Conventional skin-prick testing (SPT) panels only test for Dermatophagoides. B. tropicalis has been described in the tropical and subtropical
regions, but is not routinely tested for in SA.
OBJECTIVE. To ascertain the significance of B. tropicalis as an aeroallergen in northern coastal KwaZulu-Natal Province (KZN), a tropical
environment, and in Johannesburg in the highveld, where the climate is milder and less humid.
METHODS. Children aged 1 - 18 years with features of allergic rhinitis and/or asthma were recruited over a 6-month period from Alberlito
Hospital in northern KZN and the Clinton Clinic in Johannesburg. SPTs included Dermatophagoides and B. tropicalis. Sensitisation was
defined as a wheal 3 mm greater than the negative control.

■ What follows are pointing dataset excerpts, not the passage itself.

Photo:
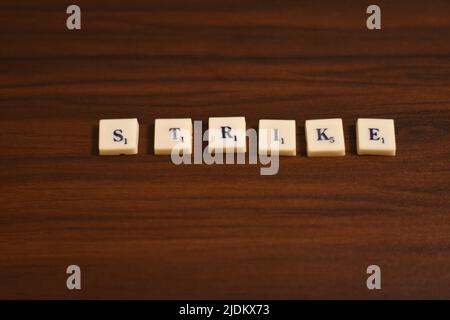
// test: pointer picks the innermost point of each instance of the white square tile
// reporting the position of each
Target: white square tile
(227, 135)
(375, 137)
(324, 137)
(118, 136)
(278, 136)
(173, 134)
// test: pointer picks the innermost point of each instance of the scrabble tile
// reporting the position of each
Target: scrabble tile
(173, 134)
(324, 137)
(277, 135)
(227, 135)
(375, 137)
(118, 136)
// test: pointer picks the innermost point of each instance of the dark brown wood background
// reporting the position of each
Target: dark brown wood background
(141, 227)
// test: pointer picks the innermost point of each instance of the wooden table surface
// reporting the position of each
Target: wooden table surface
(142, 227)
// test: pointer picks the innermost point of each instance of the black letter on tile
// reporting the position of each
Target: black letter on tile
(117, 135)
(226, 133)
(321, 134)
(174, 132)
(374, 134)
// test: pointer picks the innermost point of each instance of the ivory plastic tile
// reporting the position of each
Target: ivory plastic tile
(118, 136)
(227, 135)
(173, 134)
(324, 137)
(375, 137)
(277, 136)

RESULTS. Eighty-five subjects were included, 50 in northern KZN and 35 in the Johannesburg arm; 52% of subjects in northern KZN and
3% in Johannesburg were sensitised to B. tropicalis, with a significant difference between these centres (p<0.05). Of the 52% sensitised to
B. tropicalis in northern KZN, half were sensitised only to B. tropicalis.
CONCLUSION. There is a high prevalence of B. tropicalis allergy in the tropical northern KZN region and a much lower prevalence in the
Johannesburg region. Routine testing for B. tropicalis allergy should be employed in northern KZN.